Profiling

This guide covers profiling tools and techniques for Comet development. Because Comet spans JVM (Spark) and native (Rust) code, choosing the right profiler depends on what you are investigating.

Choosing a Profiling Tool

Tool	JVM Frames	Native (Rust) Frames	Install Required	Best For
async-profiler	Yes	Yes	Yes	End-to-end Comet profiling with unified JVM + native flame graphs
Java Flight Recorder (JFR)	Yes	No	No (JDK 11+)	GC pressure, allocations, thread contention, I/O — any JVM-level investigation
cargo-flamegraph	No	Yes	Yes	Isolated Rust micro-benchmarks without a JVM

Recommendation: Use async-profiler when profiling Spark queries with Comet enabled — it is the only tool that shows both JVM and native frames in a single flame graph. Use JFR when you need rich JVM event data (GC, locks, I/O) without installing anything. Use cargo-flamegraph when working on native code in isolation via cargo bench.

Profiling with async-profiler

async-profiler captures JVM and native code in the same flame graph by using Linux perf_events or macOS dtrace. This makes it ideal for profiling Comet, where hot paths cross the JNI boundary between Spark and Rust.

Installation

Download a release from the async-profiler releases page:

# Linux x64
wget https://github.com/async-profiler/async-profiler/releases/download/v3.0/async-profiler-3.0-linux-x64.tar.gz
mkdir -p $HOME/opt/async-profiler
tar xzf async-profiler-3.0-linux-x64.tar.gz -C $HOME/opt/async-profiler --strip-components=1
export ASYNC_PROFILER_HOME=$HOME/opt/async-profiler

On macOS, download the appropriate macos archive instead.

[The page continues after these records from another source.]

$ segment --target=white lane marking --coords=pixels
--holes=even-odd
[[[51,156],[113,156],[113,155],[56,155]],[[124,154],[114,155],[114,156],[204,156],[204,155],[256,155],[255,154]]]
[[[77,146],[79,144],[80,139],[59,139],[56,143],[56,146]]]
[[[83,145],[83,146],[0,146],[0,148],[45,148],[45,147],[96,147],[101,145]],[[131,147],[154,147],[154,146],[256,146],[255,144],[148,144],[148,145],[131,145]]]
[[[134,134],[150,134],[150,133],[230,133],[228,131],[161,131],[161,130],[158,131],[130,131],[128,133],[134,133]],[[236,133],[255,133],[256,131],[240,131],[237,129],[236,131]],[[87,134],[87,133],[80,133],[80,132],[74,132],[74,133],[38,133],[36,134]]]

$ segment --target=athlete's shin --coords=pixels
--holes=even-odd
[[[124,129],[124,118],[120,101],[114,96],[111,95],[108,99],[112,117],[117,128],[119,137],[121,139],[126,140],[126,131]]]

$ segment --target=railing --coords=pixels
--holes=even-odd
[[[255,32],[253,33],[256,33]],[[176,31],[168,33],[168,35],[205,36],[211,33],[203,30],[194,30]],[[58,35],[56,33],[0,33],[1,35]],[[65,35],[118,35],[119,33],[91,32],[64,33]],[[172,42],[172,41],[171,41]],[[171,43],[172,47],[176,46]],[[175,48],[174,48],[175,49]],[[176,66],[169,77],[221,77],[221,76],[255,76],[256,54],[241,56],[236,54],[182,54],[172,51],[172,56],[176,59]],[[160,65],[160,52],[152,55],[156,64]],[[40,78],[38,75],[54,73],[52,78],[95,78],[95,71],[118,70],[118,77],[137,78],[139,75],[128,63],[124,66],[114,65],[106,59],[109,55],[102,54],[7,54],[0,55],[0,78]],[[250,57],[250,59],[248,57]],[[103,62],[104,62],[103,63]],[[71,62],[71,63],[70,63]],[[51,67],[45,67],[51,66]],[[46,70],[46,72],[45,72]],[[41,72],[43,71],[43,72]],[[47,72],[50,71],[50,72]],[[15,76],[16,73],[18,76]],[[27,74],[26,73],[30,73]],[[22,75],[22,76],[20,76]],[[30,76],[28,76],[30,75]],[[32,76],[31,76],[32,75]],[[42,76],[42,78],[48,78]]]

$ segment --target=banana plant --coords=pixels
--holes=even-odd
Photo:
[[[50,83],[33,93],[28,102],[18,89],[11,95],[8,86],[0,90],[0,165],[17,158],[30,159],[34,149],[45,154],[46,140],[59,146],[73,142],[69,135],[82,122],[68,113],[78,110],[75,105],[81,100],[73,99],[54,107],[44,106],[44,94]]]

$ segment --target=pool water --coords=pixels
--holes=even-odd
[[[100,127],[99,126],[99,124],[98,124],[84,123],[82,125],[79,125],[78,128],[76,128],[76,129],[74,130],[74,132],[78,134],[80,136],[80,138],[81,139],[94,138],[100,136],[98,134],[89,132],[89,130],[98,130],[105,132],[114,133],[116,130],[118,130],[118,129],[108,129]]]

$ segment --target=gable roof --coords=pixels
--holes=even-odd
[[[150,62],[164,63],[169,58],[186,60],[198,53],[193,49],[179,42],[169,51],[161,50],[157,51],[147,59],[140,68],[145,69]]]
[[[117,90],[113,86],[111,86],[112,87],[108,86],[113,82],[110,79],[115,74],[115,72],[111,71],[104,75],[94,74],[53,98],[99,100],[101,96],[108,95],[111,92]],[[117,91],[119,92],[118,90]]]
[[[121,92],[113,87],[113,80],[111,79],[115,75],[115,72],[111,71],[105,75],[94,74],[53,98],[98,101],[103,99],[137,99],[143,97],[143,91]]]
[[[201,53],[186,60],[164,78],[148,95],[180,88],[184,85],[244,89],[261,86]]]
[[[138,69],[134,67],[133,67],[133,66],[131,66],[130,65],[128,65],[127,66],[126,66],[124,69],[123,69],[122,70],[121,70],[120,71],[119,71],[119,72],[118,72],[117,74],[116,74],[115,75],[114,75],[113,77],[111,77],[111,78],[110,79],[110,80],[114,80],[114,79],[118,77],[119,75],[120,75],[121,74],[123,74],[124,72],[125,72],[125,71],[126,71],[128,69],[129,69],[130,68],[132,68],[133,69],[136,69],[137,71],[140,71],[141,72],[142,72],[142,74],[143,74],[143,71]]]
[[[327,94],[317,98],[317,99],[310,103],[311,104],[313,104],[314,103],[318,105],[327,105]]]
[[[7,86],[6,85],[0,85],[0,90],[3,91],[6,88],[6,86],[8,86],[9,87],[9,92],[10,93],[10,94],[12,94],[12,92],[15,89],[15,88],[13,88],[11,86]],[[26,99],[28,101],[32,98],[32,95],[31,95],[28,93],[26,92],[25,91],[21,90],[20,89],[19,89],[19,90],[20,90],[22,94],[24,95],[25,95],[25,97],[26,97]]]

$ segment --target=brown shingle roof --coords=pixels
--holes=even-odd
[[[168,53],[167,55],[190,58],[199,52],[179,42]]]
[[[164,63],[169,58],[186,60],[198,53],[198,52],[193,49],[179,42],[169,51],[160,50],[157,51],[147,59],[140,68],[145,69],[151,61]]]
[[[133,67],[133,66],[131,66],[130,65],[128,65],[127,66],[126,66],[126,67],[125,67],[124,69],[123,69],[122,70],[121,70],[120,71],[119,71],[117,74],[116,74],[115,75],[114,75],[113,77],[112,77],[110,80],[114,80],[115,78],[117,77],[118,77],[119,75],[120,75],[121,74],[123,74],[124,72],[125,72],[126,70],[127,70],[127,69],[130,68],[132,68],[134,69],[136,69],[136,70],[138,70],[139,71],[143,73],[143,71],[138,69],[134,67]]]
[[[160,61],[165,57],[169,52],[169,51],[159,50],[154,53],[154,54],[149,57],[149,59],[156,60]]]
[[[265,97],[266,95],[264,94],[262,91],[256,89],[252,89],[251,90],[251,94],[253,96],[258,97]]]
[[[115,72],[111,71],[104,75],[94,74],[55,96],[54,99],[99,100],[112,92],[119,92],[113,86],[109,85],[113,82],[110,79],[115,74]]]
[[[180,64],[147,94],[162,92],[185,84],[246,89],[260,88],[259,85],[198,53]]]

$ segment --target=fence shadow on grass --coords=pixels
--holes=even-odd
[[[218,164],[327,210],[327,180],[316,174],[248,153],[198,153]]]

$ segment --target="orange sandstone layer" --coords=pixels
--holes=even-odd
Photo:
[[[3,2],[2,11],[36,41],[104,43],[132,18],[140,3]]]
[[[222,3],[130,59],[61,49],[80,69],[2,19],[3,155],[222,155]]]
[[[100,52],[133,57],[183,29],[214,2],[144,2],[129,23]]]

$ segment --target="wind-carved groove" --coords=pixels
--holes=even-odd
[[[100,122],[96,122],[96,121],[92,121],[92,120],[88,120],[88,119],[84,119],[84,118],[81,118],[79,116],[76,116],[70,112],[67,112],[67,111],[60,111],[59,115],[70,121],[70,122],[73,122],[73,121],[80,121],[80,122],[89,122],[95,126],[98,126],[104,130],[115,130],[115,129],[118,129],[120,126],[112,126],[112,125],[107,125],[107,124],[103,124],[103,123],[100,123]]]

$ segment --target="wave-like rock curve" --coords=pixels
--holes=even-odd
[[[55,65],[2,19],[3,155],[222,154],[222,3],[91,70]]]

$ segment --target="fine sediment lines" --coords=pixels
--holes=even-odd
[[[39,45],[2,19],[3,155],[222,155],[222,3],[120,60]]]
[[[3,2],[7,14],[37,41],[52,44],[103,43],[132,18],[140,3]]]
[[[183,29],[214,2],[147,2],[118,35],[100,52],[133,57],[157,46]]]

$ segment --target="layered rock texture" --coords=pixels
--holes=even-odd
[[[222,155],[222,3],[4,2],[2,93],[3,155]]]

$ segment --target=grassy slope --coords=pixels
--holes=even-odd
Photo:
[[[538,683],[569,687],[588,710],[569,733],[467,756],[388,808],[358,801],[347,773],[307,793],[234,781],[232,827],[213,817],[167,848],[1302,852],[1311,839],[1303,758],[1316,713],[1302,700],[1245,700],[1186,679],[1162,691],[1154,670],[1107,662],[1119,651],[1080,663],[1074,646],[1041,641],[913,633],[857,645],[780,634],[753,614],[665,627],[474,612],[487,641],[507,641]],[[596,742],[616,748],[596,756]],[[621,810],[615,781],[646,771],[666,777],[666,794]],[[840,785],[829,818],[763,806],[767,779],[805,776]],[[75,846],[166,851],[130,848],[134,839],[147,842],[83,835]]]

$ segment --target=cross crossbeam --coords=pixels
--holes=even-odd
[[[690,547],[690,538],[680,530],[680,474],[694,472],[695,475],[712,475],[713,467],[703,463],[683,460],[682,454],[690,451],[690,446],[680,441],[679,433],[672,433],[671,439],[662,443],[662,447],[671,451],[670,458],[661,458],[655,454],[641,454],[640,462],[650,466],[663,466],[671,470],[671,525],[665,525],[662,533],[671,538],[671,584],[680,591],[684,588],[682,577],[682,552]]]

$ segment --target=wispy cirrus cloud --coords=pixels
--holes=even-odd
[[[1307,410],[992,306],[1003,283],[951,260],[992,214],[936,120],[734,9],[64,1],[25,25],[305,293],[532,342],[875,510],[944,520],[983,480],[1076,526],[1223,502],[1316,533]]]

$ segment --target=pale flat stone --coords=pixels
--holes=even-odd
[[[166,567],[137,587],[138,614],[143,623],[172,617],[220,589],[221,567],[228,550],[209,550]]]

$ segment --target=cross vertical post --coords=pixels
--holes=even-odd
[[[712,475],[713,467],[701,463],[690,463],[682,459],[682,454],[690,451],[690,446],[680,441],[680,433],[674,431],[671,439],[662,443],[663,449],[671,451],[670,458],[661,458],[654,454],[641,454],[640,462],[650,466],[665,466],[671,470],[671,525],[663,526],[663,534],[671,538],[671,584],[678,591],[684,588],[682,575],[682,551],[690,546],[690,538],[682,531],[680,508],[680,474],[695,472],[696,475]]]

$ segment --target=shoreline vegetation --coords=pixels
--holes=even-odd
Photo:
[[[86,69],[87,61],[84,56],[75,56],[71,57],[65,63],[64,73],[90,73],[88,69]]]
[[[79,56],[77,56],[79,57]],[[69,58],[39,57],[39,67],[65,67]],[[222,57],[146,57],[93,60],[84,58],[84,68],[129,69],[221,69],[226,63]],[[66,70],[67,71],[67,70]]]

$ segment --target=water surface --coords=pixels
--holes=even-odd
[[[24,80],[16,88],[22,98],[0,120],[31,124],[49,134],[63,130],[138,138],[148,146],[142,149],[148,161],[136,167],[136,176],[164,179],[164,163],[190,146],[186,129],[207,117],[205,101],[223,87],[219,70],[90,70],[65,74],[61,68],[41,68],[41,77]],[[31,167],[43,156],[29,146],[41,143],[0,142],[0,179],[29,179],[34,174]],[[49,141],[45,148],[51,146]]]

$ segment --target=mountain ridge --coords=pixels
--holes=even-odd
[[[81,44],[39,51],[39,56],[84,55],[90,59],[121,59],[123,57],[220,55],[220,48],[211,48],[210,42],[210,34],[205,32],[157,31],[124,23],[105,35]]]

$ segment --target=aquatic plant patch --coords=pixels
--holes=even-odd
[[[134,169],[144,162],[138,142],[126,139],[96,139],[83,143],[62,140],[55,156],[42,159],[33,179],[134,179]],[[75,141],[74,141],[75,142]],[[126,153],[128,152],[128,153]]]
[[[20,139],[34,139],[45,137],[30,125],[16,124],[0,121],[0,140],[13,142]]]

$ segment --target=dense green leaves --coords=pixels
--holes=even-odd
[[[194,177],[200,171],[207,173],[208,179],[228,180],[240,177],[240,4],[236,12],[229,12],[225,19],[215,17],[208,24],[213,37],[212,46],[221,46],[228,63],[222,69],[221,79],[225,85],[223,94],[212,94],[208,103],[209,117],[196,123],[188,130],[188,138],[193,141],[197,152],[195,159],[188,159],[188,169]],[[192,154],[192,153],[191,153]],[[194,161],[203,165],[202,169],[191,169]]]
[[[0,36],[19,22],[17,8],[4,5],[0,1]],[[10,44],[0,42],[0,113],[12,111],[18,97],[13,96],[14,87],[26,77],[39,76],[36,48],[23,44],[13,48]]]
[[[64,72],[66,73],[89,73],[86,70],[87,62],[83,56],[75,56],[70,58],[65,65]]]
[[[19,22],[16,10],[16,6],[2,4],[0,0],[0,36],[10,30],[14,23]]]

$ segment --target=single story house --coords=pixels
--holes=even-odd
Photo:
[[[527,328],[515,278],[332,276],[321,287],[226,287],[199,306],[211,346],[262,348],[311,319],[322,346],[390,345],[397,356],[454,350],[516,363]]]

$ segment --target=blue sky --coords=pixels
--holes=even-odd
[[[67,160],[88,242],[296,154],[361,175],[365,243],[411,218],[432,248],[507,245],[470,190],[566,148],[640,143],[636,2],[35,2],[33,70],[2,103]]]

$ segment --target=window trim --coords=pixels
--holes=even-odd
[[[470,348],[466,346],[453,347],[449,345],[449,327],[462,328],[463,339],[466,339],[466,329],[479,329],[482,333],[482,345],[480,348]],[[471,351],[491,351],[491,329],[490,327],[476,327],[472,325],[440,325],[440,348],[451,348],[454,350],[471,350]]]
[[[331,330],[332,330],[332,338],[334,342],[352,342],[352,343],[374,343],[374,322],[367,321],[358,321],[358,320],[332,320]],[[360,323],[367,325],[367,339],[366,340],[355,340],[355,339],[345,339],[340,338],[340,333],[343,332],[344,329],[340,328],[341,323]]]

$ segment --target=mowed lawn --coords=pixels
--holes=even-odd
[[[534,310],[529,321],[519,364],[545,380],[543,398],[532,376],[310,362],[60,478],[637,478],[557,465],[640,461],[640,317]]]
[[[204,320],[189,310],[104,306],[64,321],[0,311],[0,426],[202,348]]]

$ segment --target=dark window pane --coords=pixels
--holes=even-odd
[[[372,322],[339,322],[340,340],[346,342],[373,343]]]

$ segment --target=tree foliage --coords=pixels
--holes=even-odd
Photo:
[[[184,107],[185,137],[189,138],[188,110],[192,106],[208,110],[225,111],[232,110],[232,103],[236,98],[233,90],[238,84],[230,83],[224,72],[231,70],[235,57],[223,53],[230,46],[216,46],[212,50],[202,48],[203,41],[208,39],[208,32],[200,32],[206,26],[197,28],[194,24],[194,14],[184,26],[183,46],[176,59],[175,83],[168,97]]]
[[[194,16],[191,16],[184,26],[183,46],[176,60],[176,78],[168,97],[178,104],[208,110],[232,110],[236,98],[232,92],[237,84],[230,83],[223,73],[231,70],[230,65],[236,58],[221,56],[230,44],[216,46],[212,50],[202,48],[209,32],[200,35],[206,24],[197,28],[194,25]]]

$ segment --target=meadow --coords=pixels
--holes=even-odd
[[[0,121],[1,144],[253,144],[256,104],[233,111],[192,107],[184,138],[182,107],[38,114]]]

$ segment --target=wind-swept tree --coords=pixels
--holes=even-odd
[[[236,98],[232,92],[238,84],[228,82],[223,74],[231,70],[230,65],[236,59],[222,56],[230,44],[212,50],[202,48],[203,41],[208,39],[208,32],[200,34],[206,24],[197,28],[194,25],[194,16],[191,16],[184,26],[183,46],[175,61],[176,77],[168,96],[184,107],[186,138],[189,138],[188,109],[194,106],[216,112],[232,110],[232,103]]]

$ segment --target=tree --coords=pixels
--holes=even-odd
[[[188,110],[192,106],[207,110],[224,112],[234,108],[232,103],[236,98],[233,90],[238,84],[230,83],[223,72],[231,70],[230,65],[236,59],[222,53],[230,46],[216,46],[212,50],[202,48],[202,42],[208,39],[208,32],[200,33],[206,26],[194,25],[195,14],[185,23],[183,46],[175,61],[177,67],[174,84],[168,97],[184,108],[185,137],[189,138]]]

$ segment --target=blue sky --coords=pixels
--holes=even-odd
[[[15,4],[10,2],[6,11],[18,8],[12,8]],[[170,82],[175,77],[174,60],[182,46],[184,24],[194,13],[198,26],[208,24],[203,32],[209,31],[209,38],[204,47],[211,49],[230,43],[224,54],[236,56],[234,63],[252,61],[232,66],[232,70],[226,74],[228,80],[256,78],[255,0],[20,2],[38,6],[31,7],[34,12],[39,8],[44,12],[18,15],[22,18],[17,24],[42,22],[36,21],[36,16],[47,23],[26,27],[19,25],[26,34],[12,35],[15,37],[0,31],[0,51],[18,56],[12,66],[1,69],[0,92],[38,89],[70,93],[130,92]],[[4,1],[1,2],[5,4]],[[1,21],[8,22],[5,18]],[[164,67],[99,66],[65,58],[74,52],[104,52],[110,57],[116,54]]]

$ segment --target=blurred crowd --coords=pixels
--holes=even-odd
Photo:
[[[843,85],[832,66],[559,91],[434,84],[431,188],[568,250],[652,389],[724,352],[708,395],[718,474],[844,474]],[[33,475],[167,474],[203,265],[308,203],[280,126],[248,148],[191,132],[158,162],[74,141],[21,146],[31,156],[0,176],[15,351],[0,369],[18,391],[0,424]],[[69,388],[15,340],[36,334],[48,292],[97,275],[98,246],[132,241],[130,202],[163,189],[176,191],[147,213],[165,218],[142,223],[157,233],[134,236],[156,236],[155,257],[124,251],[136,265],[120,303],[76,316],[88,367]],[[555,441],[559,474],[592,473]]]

Attaching to a running Spark application

Use the asprof launcher to attach to a running JVM by PID:

# Start CPU profiling for 30 seconds, output an HTML flame graph
$ASYNC_PROFILER_HOME/bin/asprof -d 30 -f flamegraph.html <pid>

# Wall-clock profiling
$ASYNC_PROFILER_HOME/bin/asprof -e wall -d 30 -f flamegraph.html <pid>

# Start profiling (no duration limit), then stop later
$ASYNC_PROFILER_HOME/bin/asprof start -e cpu <pid>
# ... run your query ...
$ASYNC_PROFILER_HOME/bin/asprof stop -f flamegraph.html <pid>

Find the Spark driver/executor PID with jps or pgrep -f SparkSubmit.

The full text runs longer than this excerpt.